Offering frequent news and analysis from the majestic Evergreen State and beyond, The Cascadia Advocate is the Northwest Progressive Institute's unconventional perspective on world, national, and local politics.

Friday, January 25, 2008

In Brief - January 25th, 2008

It's certainly been cold enough to snow all week, but now that the weekend is here, it looks like it will finally happen, according to most local forecasts. So do be careful in your travels this weekend, and if you can, try to donate blankets and winter coats to local shelters and missions.

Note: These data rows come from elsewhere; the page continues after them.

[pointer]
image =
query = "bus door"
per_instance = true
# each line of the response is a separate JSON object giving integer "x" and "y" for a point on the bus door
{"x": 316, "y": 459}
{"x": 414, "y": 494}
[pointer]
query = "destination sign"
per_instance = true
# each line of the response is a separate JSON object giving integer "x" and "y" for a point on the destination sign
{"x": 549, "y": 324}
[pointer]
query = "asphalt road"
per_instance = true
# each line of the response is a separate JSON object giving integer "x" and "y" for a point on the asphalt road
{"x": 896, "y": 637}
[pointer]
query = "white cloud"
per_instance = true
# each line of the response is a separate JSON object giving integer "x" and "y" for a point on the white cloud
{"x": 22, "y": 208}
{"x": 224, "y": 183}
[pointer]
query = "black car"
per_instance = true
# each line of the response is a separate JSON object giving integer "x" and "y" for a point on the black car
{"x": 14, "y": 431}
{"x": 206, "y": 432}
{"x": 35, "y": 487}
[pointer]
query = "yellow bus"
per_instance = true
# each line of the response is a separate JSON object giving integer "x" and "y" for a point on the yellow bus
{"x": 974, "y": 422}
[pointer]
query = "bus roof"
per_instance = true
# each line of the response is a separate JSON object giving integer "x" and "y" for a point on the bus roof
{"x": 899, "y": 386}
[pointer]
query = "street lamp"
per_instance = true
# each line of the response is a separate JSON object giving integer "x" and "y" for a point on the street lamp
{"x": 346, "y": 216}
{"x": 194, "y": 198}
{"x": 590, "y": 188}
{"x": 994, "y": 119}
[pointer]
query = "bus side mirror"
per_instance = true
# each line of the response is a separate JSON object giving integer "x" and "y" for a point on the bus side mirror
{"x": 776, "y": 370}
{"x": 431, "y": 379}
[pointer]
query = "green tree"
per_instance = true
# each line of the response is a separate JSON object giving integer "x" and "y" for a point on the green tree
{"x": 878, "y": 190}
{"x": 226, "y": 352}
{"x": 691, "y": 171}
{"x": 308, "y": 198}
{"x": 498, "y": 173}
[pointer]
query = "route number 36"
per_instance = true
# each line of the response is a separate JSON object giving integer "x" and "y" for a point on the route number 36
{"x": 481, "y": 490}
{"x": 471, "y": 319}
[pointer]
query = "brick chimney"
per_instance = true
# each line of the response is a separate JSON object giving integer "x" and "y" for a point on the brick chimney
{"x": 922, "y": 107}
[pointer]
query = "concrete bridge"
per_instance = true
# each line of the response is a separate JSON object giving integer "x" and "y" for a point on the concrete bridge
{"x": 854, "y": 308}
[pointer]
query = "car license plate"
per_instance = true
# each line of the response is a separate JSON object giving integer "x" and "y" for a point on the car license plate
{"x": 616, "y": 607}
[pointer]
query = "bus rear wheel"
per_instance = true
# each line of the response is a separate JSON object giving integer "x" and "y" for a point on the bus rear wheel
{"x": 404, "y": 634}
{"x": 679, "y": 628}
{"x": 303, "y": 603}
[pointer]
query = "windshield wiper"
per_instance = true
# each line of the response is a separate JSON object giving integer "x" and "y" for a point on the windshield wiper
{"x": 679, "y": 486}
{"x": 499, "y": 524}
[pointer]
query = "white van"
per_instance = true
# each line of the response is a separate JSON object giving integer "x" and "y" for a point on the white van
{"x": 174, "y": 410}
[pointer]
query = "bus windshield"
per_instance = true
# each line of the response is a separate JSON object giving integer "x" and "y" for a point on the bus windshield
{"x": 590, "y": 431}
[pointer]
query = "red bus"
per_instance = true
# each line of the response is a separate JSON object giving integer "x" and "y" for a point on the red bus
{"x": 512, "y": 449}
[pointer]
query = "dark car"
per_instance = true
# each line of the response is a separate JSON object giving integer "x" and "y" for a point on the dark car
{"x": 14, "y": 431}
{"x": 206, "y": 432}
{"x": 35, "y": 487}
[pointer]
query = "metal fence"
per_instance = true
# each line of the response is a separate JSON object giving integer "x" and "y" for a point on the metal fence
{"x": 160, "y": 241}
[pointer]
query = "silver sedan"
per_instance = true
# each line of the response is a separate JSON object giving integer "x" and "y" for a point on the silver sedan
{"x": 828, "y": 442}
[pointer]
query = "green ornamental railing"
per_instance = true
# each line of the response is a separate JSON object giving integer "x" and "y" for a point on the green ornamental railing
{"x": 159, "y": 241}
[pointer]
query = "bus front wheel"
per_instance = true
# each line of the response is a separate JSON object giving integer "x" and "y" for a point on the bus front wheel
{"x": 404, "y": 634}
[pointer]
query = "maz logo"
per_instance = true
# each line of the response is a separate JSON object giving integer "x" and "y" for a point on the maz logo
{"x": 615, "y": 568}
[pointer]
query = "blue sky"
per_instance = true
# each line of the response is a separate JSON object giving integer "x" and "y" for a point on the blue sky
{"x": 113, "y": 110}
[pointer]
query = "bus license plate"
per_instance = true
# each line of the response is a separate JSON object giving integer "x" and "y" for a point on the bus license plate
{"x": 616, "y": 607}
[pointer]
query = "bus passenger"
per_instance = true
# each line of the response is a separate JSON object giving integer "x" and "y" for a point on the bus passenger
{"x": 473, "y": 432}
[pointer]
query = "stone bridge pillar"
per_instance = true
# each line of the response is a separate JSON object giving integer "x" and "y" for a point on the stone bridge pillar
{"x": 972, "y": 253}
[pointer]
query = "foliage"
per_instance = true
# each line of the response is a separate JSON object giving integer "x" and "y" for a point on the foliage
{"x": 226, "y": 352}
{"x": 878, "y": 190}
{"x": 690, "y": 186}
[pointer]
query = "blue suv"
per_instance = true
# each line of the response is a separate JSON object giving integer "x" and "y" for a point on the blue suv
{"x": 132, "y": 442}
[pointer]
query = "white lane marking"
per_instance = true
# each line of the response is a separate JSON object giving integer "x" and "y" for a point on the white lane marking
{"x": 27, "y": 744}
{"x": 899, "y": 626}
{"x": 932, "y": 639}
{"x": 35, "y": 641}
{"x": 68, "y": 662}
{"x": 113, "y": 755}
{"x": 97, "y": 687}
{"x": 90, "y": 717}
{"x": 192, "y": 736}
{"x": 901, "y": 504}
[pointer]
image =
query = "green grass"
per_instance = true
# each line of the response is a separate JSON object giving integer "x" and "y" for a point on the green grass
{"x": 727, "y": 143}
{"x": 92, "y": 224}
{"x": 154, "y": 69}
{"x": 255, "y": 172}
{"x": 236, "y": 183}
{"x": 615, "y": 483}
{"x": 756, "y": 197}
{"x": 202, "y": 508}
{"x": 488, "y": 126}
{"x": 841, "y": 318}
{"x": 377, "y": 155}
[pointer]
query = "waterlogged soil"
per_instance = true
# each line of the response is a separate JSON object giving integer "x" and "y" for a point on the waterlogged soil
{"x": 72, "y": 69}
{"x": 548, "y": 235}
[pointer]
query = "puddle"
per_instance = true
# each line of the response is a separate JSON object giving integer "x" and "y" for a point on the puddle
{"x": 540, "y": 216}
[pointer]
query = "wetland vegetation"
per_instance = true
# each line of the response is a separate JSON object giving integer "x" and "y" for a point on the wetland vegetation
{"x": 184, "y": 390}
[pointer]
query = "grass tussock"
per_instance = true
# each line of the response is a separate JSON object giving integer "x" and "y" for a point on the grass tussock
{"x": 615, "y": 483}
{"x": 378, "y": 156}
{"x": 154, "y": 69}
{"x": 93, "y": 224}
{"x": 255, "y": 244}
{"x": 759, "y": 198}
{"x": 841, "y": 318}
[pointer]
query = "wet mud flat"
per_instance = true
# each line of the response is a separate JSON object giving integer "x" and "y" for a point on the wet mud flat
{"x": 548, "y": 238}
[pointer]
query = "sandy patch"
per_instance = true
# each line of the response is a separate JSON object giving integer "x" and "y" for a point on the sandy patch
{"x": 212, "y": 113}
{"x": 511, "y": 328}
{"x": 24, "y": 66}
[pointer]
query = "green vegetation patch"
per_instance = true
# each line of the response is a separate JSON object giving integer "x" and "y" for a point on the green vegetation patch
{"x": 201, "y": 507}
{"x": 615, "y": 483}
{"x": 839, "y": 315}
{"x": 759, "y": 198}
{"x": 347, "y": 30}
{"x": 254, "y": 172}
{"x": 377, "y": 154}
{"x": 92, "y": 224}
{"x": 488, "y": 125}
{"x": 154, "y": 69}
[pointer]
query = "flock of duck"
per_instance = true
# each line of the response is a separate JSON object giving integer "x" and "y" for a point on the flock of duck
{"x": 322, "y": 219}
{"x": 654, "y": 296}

Sometimes people don't come inside even if shelters aren't full, so coats and blankets distributed to these folks are the only thing keeping them from frostbite or worse. Now, on with today's quick news digest.

In the Pacific Northwest
  • Despite Proposition 1's defeat last November, Sound Transit and Puget Sound area officials haven't given up on combating gridlock in the region. According to this article in the Seattle P-I, Sound Transit will decide by March on how to proceed with a new package.
  • Mitt Romney is tired of hearing about John Edwards' “two Americas” theme. Well, here's 150 people from the America that Mitt doesn't want to hear about. They're homeless, sleeping in local shelters this weekend to prevent freezing to death. And there are probably more not as “lucky” as these folks. Yeah, Mitt: We're all just one happy well off white family living in the 'burbs.
  • Progressives should be aware that an Oregon civil rights law is being challenged in federal court by an out of state conservative group. Not just because of the rights issue itself, but because of how it affects their initiative process. When you consider how much damage Tim Eyman has done already in this state, it might serve us well to pay attention to our neighbors, and learn from their (we hope) successes as well as mistakes.
Across the Nation
  • Yesterday, Dennis Kucinich dropped out of contention for the presidency (he has his own reelection to the House to worry about). Prior to that, the Republicans lost Frederick Thompson of Hollywood and Duncan Hunter of Never Heard of Him.
  • The economy has been teetering on the edge of a recession for quite a while now; some economists say we're already in one. In a response typical of this administration, The Decider, with Nancy Pelosi's concurrence, is planning to fling small amounts of money to middle and low income taxpayers, in the hopes they'll go on a wild spending spree which will jumpstart the economy. The range of rebates we'll get could be anywhere from $600-$1200 (plus $300 per child), depending on various circumstances. As Andrew wrote yesterday, the idiocy of this idea is stunning, considering the monthly transportation and heating expenses of the average homeowner.
  • This isn't news, but it's solid bit of compilation: A new comprehensive report neatly proves that the guys who run the Bush administration are liars. It documents 935 times where Bush or his cronies deliberately misled the country to gin up support for an attack on Iraq. If those statements had been scrutinized by the traditional media back during the prelude to the invasion, we might have avoided the costly quagmire we're in today.
Around the World
  • Egypt can't quite close the border between them and the Gaza Strip. Militangs blew a huge hole in the wall earlier in the week. Hamas wants to keep the border open; to say the situation is tense, doesn't quite do it justice.
  • A grandson of Mahatma Ghandi resigned his post at a non-violence institute after making insensitive comments about Jews. He has since apologized, and will appear on a panel with Jewish leaders and others later in the year to discuss the issues he raised.
  • I haven't seen much coverage of this in the American corporate media: The U.S. is on the verge of sending troops to Pakistan. Great idea — we're not spread nearly thin enough. And the Pakistanis are apparently as eager as the Iraqis were to have us help them out.